Hoje, não me vejo mais nos palcos. E isso, de certa forma, faz sentido, porque o momento em que me apaixonei pelo teatro foi justamente nos bastidores.

Na verdade, hoje, exatamente no dia 30 de Março, 13 anos depois daquele fatídico dia, estou em São Paulo. Acabei de chegar em casa, depois de ter visto Wicked, a convite de um amigo muito querido meu. Mesmo depois de tantos anos estudando sobre, produzindo sobre e me encantando por essa forma de arte, nunca tinha assistido uma montagem sequer ao vivo.

Sim. Esse foi meu primeiro musical. É doido, né?

O teatro musical é uma arte raríssima, que precisa movimentar centenas de pessoas para funcionar. Um fenômeno, um encontro que tive a sorte de presenciar. E eu, na fileira H, assistindo uma mulher pintada de verde pendurada por cabos em cima de mim.

E sabe o pior?

Chorei. Chorei MUITO. E olha que Wicked nunca encheu muito os meus olhos, também nunca foi meu musical favorito. Mas aquele momento ficou no meu coração. Porque meus olhos não estavam exclusivamente focados na bruxa verde. Meus olhos escapavam para as pessoas ao meu redor. Surpresas. Animadas. Adultos felizes como eram quando crianças. Senhorinhas com as mãos na boca, impressionadas com o final do primeiro ato. E isso me fez chorar. 
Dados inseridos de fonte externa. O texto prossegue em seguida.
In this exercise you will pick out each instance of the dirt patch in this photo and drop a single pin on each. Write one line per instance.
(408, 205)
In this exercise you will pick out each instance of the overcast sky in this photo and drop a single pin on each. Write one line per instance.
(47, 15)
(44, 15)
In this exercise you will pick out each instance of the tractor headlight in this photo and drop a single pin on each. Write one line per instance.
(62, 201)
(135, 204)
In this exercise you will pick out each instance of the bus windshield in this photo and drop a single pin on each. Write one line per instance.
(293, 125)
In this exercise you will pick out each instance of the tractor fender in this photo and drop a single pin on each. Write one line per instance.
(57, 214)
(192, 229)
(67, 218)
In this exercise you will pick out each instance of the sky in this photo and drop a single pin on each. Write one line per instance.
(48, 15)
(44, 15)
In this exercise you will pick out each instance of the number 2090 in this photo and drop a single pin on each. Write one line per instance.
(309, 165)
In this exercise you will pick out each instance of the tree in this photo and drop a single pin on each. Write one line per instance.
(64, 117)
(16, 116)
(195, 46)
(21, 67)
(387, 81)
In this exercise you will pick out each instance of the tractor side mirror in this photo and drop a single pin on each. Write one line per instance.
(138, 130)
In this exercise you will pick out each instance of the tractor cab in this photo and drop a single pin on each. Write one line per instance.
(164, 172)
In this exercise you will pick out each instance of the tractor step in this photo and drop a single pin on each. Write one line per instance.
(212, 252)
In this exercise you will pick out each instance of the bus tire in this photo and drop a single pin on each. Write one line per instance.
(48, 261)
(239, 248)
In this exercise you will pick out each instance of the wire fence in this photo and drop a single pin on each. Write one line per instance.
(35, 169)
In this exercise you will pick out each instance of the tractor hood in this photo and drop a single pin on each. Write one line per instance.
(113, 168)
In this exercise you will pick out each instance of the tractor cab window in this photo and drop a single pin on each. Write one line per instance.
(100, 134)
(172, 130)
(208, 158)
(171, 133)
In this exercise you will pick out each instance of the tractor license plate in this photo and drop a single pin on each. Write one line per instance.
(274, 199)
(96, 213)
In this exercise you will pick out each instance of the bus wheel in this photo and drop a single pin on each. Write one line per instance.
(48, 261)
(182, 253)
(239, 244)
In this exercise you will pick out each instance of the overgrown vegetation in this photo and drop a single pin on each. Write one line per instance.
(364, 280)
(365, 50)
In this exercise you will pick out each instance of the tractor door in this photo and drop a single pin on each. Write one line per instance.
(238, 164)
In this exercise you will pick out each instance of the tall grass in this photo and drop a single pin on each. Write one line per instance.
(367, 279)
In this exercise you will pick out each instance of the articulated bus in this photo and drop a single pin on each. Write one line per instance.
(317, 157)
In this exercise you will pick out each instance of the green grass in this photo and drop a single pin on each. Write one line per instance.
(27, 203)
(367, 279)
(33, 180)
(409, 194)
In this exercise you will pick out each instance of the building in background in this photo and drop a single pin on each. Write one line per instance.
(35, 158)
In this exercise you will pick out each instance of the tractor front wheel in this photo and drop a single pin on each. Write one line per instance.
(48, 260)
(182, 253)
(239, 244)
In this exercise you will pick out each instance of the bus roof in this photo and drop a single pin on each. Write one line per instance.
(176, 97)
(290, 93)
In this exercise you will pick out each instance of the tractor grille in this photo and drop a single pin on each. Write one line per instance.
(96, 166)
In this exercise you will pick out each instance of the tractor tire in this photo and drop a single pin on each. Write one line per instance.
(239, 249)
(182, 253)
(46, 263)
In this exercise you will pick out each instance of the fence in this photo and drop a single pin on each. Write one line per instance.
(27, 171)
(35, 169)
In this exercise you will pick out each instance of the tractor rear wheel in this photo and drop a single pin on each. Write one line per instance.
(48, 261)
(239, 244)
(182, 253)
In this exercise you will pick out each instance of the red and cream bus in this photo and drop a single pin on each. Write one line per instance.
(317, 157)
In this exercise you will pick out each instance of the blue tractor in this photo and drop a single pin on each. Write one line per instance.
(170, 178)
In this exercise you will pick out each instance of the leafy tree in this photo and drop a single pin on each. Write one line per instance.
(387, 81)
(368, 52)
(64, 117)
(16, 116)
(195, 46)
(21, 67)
Porque ali, tive a mesma certeza de anos atrás. A mesma sensação, o mesmo cheiro de fumaça. E a mesma vontade de fazer teatro.

Miguel Magevski

Miguel Magevski é um estudante de arquitetura metido a compositor, versionista e aspirante a produtor cultural. Mora em Vitória, no Espírito Santo e é apaixonado por musicais desde pequeno. Seu hobby favorito é ter opiniões fortes sobre assuntos aleatórios e guardar o máximo de curiosidades inúteis possíveis. Afinal, é pra isso que serve a vida, não é?